枕溪一個人在雨中又跪了片刻後,想著剛才的對話,終於找回了些許氣力,大人說的對,他把所有人的路都鋪好了,最後選了自己想選的路。
這無可指摘。
今日裡麵躺著的人換做三娘,他也未必能做到無動於衷,姑娘想活,大人想陪她活。
所有人都想活。
那就用儘全力爭下去好了……
想明白這一點,枕溪撐著站起身,凝定的看了屋子半晌,大步流星的朝外走去。
他叮囑外麵負責看守的人這裡一有任何動靜要立馬派人通知他,得到對方的承諾後,枕溪一個箭步飛身上馬,剛驅馬走出一段距離,就在長街轉角處遇到了急匆匆趕來的官兵和大夫,老人家背著藥箱,一路小跑,身子濕了大半兒。
他的身後跟著同樣形容狼狽的姑娘。
枕溪認得她,好像是花月夜一案的受害者,大人把她安排到了酒鋪照顧阿棠姑娘……
幾人擦肩而過。
枕溪本想叫住他叮囑一二,仔細一想,他又能說什麼呢,治病的事兒他幫不上,這種時候不添亂便算是很好了,枕溪無奈籲氣,策馬離開。
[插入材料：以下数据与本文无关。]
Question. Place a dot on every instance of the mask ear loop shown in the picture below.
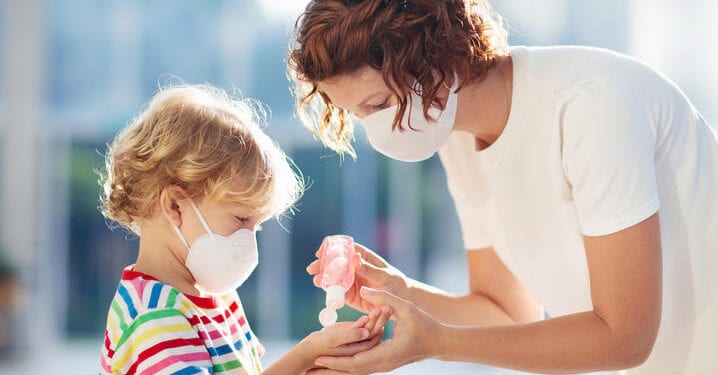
(201, 219)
劉老大夫和任籽兒進了院子,得知裡麵有貴人在,錯愕一瞬後,迅速戴上了防護麵巾,推門而入。
“丫頭……”
劉老大夫人未至,聲先至,進屋後打眼看到了床邊站著的人,立馬道:“你怎麼不戴防護的東西就進來,給,趕緊戴好。”
他把身上備用的麵巾遞過去。
顧綏接過後讓開路,“勞煩老先生給她看看。”
任籽兒把準備好的包裹放在一旁的桌子上,站在不遠處也跟著往這邊看,劉老大夫半跪在床邊,開始替阿棠檢查,他的動作很穩,兩隻手換了好幾次,還掰開嘴看了舌苔和眼睛。
顧綏盯著他每一個動作。
所有動作在他眼中好像被刻意放慢了,慢到一股急火沿著他心底燒到了眼前,燒得他眼底乾澀灼痛,全身的血液卻彷彿被冰凍一樣,凝滯不前,他像是被丟進了雪窟裡等死的人。
在瀕死前感受到了烈火焚身的熾痛。
五臟六腑。
四肢百骸,幾不能受。
他看過那麼多剝皮扒骨,抽筋剔肉的酷刑,從沒有一次給過他這樣的感覺,原來比起肉體上的痛感,精神的淩遲能讓人發瘋。
他忍耐著。
被袖口蓋住的手攥得指節發白,欲破皮而出……
“先生,姑娘她怎麼樣你倒是說句話啊。”
任籽兒忍不住了。
話音已帶了哭腔。
她想不通姑娘那麼好的人,賊老天為什麼不開眼,讓好人受儘磋磨,反而叫那些心狠手辣,喪儘天良的人好端端的活著!
劉老大夫被她問的下意識皺起眉,耐著性子道:“彆急,你總得讓我診斷清楚吧。”
“好,好我不催,您仔細診。”
任籽兒聞言不敢再打擾,抬手死死地捂住了自己的嘴,劉老大夫凝神靜心,繼續診脈,顧綏不忍的閉上眼,心中竟產生了一絲恐懼。